Поразительно, что Горький решается при этом строить в своем сознании некие "мысле формы", открытием которых столь кичились адепты теософии, расширительно толкующие свое базовое понятие "ауры": "В большинстве своем человечьи души кажутся мне бесформенными, как облака, и мутнопестрыми, точно лживый камень опал, они всегда податливо изменяются, сообразно цвету того, что коснется их" ("Ледоход"). А порою такие броские приемы визуализации всего того, что реально "нельзя увидеть", объединяются в целостный образ, и тогда видимыми становятся и мысли, и звуки: "Мне казалось, что каждый вопрос, поставленный Ромасем, пустил, как мощное дерево, корни свои в плоть жизни, а там, в недрах ее, эти корни сплелись с корнями другого, такого же векового дерева, и на каждой ветви их ярко цветут мысли, пышно распускаются листья звучных слов" ("Мои университеты").
Близки к подобной "визуализации" и осязательнослуховые синестезии, которыми также богат художественный словарь Горького: "колющие словечки", "мягкие слова", "мятые слова", "густые, угрюмые звуки" ("Самгин"); "басы кидали в воздух твердые звуки" ("Коновалов"). Чаще всего зрительно-слуховые и осязательно-слуховые синестезии выступают в психологически и художественно мотивированном единении: "Тонкий, режущий свист прорывает все звуки улиц, он тянется бесконечно, как ослепительно-белая, холодная нить, он закручиваетс я вокруг горла" ("Город Желтого дьявола").
Обратные примеры, так сказать, "аудиализации видимого" у Горького встречаются тоже, но заметно реже, причем они у него выглядят менее естественными и, порою, своей неприхотливой изысканностью могут конкурировать с Бальмонтом и Северяниным: "На сочном фоне зелени горит яркий спор светлолиловых глициний с кровавой геранью и розами, рыжевато-желтая парча молочая смешана с темным бархатом ирисов и левкоев все так ярко и светло, что кажется, будто цветы поют, как скрипки, флейты и страстные виолончели" ("Сказки об Италии"); либо напоминают уже ставшие привычными символистские синестетические обобщения. А вот Блок: "В небе еще долго... тихо играет музыка ярких цветов вечерней зари" ("Скуки ради"); "И все это бег облаков, трепет звезд, движение теней по стенам зданий и камню площади тоже, как тихая музыка" ("Сказки от Италии"). Но там, где Горький возвращается к своим излюбленным пластическим, черно-белым, графическим синестезиям, эти примеры уже обратного синестетического "слышания" зримого мира также поражают своей исключительной и изощренной точностью: "Пожар погас, стало тихо и темно, но во тьме еще сверкают языки огня, - точно ребенок, устав плакать, тихо всхлипывает" ("Исповедь").

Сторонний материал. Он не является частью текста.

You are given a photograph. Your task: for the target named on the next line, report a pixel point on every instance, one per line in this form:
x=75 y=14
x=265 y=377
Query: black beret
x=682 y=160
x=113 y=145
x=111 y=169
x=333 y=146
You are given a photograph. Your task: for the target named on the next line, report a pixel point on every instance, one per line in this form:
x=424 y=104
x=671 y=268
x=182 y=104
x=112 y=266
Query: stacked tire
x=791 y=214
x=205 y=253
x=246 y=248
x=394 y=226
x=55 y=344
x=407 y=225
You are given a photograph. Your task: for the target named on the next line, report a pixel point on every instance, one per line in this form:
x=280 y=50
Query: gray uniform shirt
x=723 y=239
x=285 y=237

И, надо особо подчеркнуть, - если исключить некоторую надуманность этих "обратных", т.е. слухо-зрительных синестезий, - практически все тропы, основанные на межчувственных переносах, построены у Горького при откровенном отсутствии претензий на символичность и любую иног рода отвлеченность, абстрагированность синестетических образов!.. Все они реалистичны, и, если можно применить здесь этот термин, - конкретны: "Хлопнет дверь и обрубит его песню, как топором" ("Детство"); "Циничные выкрики все чаще брызгают на песню, точно грязь улицы на праздничное платье" ("Хозяин"); "Вокруг колокольни вьются белые голуби - точно веселый звон превратился в белых птиц" ("Ералаш"); "Слова, гадкие как мокрицы, разбегались, оскорбляя собою музыку волн" ("Мальва"). И вновь возникает вопрос - откуда все это, зачем они нужны Горькому, подобные "странные" сопоставления?.. В них, по нашему мнению, происходит удивительный акт дополнительного олицетворения, точнее, опредмечивания, овеществления звуков, чем достигается эффект эмоционального "усиления", "уточнения" их оценки.